Israel, confía en el Señor: él es tu ayuda y escudo.

10

Casa de Aarón, confía en el Señor: él es su ayuda y escudo.

11

Fieles del Señor, confíen en el Señor: él es su ayuda y escudo.

12

El Señor nos recuerde y nos bendiga: bendiga a la Casa de Israel, bendiga a la Casa de Aarón,

13

bendiga a los fieles del Señor, a todos: pequeños y grandes.

14

Que el Señor los multiplique a ustedes y a sus hijos;

15

bendecidos del Señor, que hizo el cielo y la tierra.

16

El cielo pertenece al Señor, confió la tierra a los humanos.

17

Los muertos ya no alaban al Señor ni los que bajan al silencio;

18

pero nosotros bendeciremos al Señor desde ahora y para siempre. ¡Aleluya!

Comentarios

115:1 - 115:18

¡No a nosotros, Señor, no a nosotros!

Salmo de confianza. La primera parte es una catequesis sobre el verdadero Dios. Se compone de tres estrofas: 1. Declaración positiva sobre nuestro Dios (1-3). 2. Declaración negativa: los ídolos (4-8). 3. Declaración positiva sobre la fidelidad del Señor (9-11). La segunda parte es una bendición solemne, con las siguientes estrofas: A. Introducción coral (12s). B. Bendición sacerdotal (14s). C. Himno coral conclusivo (16-18). Los desterrados en Babilonia no tienen templo ni santuario; su Dios no admite figura ni representación alguna y, además, es un Dios vencido. Los poderosos dioses babilónicos ahí están. ¿Dónde está el Dios de Israel? Es urgente que Dios actúe por el honor de su Nombre (1), y por los desterrados, cuya fe es injuriada.
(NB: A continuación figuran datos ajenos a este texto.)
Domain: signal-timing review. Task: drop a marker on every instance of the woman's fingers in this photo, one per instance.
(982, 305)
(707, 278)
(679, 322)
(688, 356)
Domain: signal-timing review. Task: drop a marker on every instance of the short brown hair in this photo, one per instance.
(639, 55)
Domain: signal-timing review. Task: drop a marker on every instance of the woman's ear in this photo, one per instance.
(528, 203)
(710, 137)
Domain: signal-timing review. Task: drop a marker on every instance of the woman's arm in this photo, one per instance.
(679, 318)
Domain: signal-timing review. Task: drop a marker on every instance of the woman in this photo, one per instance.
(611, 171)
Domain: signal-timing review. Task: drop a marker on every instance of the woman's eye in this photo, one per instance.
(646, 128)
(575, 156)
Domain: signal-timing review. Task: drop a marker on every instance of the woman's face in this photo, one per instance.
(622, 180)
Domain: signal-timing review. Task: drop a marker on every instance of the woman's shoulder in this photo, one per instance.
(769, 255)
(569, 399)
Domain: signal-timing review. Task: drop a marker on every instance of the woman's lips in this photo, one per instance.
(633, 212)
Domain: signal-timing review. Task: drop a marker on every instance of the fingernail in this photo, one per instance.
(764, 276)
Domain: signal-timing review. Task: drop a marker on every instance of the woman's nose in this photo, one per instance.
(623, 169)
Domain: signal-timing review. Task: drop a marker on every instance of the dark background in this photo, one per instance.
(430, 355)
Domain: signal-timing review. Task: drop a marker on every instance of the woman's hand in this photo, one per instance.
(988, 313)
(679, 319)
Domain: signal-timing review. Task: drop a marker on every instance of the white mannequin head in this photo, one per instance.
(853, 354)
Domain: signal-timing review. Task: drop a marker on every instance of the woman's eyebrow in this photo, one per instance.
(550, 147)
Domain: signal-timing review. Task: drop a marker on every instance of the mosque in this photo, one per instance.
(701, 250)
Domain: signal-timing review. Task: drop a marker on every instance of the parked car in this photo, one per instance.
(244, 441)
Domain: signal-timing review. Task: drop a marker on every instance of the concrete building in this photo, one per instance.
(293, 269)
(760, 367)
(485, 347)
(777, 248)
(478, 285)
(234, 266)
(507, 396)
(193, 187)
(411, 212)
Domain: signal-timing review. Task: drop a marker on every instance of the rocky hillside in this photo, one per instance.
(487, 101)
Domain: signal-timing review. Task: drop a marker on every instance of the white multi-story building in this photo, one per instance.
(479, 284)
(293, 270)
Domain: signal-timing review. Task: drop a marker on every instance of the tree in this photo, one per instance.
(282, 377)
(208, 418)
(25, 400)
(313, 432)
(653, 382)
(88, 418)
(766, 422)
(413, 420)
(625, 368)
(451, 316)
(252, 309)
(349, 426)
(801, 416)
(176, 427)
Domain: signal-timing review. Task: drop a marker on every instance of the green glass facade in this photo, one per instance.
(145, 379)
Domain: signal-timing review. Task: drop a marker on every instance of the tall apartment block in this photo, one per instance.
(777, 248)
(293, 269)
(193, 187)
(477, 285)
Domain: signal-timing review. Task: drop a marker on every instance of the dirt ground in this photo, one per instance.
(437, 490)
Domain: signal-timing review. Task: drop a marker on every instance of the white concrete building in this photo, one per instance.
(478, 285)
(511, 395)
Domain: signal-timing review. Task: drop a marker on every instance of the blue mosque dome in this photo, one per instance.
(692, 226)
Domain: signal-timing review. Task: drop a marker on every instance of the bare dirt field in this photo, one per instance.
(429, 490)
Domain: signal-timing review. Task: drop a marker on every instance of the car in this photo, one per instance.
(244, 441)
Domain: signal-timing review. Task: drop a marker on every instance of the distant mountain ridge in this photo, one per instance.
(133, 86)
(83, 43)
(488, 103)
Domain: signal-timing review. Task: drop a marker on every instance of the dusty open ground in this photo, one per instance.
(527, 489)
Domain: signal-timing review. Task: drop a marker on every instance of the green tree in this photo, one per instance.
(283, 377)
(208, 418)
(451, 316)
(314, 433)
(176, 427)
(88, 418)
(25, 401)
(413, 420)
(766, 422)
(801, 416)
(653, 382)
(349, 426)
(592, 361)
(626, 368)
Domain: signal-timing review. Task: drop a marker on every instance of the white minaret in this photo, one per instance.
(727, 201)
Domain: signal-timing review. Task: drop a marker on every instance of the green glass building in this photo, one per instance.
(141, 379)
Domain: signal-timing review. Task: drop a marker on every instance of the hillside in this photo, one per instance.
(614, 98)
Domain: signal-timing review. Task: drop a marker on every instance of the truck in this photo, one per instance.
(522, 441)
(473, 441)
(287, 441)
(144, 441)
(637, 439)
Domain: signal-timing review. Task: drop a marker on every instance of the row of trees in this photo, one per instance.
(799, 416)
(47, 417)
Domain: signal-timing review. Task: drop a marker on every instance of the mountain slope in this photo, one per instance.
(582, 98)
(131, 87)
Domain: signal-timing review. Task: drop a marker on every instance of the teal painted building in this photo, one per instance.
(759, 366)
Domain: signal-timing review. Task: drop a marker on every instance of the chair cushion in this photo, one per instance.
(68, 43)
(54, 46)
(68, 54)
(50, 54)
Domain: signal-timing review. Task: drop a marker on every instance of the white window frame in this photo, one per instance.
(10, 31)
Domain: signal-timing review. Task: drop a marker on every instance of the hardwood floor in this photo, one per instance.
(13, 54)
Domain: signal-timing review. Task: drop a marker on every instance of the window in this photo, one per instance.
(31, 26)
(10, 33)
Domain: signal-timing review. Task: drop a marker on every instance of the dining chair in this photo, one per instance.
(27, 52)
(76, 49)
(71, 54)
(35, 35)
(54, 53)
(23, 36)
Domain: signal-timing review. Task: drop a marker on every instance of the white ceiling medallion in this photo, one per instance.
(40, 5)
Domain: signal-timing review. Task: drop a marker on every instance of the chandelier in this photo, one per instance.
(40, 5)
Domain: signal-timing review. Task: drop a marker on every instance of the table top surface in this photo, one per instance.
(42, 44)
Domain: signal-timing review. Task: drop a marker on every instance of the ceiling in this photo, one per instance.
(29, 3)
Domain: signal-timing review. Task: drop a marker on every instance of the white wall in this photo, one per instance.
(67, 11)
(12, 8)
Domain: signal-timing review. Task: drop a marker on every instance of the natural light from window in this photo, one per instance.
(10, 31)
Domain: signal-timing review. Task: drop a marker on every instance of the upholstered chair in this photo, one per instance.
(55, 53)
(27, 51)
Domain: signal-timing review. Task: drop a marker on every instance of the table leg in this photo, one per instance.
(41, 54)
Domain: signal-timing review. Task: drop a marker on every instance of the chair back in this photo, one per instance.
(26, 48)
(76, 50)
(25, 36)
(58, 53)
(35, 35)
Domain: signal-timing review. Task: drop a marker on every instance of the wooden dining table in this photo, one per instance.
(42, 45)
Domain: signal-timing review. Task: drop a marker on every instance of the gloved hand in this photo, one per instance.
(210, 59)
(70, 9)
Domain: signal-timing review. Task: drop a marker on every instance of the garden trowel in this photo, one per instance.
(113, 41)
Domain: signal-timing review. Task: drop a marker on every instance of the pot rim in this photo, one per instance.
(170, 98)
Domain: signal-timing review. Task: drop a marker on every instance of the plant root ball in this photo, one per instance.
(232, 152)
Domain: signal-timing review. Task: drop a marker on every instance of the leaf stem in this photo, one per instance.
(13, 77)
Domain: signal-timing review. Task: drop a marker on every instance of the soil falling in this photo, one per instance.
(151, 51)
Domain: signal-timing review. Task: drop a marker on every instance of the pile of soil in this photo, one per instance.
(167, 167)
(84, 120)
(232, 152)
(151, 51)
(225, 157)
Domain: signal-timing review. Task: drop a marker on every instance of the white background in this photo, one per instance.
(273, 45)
La respuesta es contundente: nuestro Dios está en el cielo y ha hecho la tierra; los dioses de ustedes están en la tierra, pero no son nada, como describen las siete negaciones de los versículos 5-7. El Dios que nos creó nos hizo a su imagen y semejanza (Gn 1,26); los fabricantes de ídolos sean conformes a su hechura: nada y vacuidad (8). En momentos tan poco propicios para creer, se yergue majestuosa la confianza del pueblo, del sacerdocio y de los fieles (9s). Al triple acto de confianza corresponde una triple bendición (12), que ha de llegar a todos (13) y manifestarse en la fecundidad (14s). El Dios del cielo no comparte su morada con ningún otro dios. La tierra sí que se la ha dado a los seres humanos, y el abismo es la residencia de los muertos (16-19), con una posible alusión a quienes ahora viven la muerte del destierro. «Glorifica tu Nombre», pidió Jesús (Jn 12,28). El Padre lo escuchó (cfr. Jn 13,31s; 17,1-4). «Creo en Dios, aunque no lo veo», escribió un judío en el gueto de Varsovia. En épocas poco propicias para la fe, es bueno que oremos con este salmo.